[a-d-c] Long delay before cloud dispatcher starts jobs on playground
This workflow wants 100 parallel jobs running the same code over different date.
There are two separate runs shown in the Prometheus graph below:
The timeline is (all times UTC):
19:24 First run submitted with requirements for 100 x 4 core nodes - https://workbench.qr1hi.arvadosapi.com/container_requests/qr1hi-xvhdp-ctw1t6m8z718emc
19:41 17 nodes with 4 cores each started
19:57 Workflow canceled
19:57 75 nodes idle
19:58 Second run submitted with edited run time requirements for 100 x 2 core nodes - https://workbench.qr1hi.arvadosapi.com/container_requests/qr1hi-xvhdp-2ry6g3l031wlygu
20:00 71 nodes idle from 1st cancelled workflow
20:03 1 node busy, 0 nodes idle
20:26 1st node child container started
20:31 2nd node for child container start
20:36 39 nodes booting for child containers
20:40 another 22 nodes start booting
20:46 final 7 nodes start booting
20:55 All 100 containers finally running
The 26 queued containers are some secondary artifact left over from the first cancelled run.
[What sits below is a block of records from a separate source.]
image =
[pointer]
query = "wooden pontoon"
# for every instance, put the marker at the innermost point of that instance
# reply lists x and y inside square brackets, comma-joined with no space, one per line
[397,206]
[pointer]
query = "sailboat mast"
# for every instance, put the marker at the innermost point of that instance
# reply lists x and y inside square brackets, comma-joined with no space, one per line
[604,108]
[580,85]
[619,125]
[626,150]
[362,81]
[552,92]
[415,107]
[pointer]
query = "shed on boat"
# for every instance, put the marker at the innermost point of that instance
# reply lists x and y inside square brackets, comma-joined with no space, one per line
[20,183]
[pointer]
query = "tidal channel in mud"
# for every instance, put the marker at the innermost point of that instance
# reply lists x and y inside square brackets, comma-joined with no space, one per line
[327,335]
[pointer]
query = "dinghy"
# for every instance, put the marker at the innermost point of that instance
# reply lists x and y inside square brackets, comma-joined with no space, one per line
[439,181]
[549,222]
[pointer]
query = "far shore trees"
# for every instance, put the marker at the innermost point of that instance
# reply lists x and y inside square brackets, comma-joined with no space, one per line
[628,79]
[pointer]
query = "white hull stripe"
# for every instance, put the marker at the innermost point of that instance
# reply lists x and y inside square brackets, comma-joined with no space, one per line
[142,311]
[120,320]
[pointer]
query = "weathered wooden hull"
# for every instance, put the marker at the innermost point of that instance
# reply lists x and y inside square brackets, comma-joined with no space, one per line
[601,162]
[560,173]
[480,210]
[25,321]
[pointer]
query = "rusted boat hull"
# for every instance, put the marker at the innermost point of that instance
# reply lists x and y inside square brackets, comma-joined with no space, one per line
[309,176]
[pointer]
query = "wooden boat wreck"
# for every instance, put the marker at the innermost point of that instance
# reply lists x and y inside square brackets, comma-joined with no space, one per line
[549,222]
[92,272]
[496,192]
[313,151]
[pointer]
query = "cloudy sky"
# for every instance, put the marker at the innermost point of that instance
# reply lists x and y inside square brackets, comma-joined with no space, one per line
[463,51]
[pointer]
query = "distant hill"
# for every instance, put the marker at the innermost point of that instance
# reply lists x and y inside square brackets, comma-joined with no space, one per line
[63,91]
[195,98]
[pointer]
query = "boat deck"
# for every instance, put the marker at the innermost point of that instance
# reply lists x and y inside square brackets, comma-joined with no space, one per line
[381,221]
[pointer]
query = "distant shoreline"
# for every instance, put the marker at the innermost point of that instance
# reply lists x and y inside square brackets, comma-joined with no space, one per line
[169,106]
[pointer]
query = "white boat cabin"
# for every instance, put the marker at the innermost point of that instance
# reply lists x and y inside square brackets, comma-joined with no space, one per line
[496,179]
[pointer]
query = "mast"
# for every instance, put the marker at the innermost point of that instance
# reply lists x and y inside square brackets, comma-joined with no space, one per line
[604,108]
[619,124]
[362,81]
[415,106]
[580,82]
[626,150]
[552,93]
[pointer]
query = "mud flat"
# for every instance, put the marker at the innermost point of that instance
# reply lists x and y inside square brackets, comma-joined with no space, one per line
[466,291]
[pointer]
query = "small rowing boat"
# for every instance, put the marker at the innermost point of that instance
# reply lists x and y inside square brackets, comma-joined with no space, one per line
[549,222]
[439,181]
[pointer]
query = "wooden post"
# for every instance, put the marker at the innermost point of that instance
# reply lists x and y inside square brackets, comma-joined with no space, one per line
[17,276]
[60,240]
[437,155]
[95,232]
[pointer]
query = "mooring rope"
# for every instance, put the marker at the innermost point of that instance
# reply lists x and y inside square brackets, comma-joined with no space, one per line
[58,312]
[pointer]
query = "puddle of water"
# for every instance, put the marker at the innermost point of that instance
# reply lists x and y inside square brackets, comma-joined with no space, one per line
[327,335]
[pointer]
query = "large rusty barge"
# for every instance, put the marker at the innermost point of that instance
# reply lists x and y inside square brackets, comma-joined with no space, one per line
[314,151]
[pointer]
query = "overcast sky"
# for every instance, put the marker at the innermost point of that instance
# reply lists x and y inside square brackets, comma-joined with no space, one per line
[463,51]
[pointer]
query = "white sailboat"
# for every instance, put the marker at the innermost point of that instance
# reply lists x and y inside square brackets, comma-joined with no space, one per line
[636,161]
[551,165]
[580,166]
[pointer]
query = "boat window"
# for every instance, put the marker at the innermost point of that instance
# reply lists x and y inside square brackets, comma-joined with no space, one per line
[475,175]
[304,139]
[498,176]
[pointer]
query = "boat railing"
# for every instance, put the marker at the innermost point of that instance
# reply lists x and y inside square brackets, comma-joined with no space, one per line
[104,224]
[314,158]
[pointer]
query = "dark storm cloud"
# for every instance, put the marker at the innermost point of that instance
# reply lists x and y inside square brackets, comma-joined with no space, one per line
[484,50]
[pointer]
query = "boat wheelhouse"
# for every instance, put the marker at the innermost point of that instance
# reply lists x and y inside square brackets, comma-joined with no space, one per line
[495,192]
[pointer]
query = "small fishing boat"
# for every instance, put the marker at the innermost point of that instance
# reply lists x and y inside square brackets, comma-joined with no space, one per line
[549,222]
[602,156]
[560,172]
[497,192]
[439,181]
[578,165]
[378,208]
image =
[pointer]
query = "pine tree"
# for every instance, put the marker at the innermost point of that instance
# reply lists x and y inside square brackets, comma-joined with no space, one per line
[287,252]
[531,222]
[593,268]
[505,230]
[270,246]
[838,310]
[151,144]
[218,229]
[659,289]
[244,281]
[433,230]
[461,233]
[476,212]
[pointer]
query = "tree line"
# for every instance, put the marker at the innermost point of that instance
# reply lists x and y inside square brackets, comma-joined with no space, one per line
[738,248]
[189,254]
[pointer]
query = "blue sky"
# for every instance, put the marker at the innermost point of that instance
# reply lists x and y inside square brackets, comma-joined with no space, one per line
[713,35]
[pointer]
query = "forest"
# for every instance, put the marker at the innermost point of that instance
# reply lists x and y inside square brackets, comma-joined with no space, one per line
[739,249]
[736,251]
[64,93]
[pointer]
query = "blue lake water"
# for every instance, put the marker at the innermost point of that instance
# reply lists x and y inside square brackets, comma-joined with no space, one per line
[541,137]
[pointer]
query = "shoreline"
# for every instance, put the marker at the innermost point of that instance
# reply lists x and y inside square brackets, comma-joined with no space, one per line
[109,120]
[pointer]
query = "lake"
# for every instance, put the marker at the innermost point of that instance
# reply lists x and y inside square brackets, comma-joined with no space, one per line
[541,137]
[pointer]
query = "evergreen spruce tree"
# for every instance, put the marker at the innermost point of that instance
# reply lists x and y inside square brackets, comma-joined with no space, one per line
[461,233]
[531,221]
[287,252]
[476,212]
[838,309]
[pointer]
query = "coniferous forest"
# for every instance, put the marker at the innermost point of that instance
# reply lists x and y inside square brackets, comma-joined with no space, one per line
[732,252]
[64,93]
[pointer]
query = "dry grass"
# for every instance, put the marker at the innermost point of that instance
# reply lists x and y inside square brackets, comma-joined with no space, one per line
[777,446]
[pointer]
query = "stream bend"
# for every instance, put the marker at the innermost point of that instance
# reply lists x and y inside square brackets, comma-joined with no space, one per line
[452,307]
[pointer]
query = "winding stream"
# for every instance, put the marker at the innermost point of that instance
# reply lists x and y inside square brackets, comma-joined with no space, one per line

Not sure it adds any additional info, but a run submitted over the weekend showed a normal startup profile with 120 nodes up and running within 15 minutes:
https://workbench.qr1hi.arvadosapi.com/container_requests/qr1hi-xvhdp-o40xgjibykcsqmk (it failed later for an unrelated reason)
During the dead zone (20:00 to 20:36) containers are locked but no nodes are booting. It seems like arvados-dispatch-cloud isn't able to start new nodes. Errors would have been logged, but logs from that time are already deleted.
Config has MaxCloudOpsPerSecond=1. That seems low, but not low enough to cause starvation.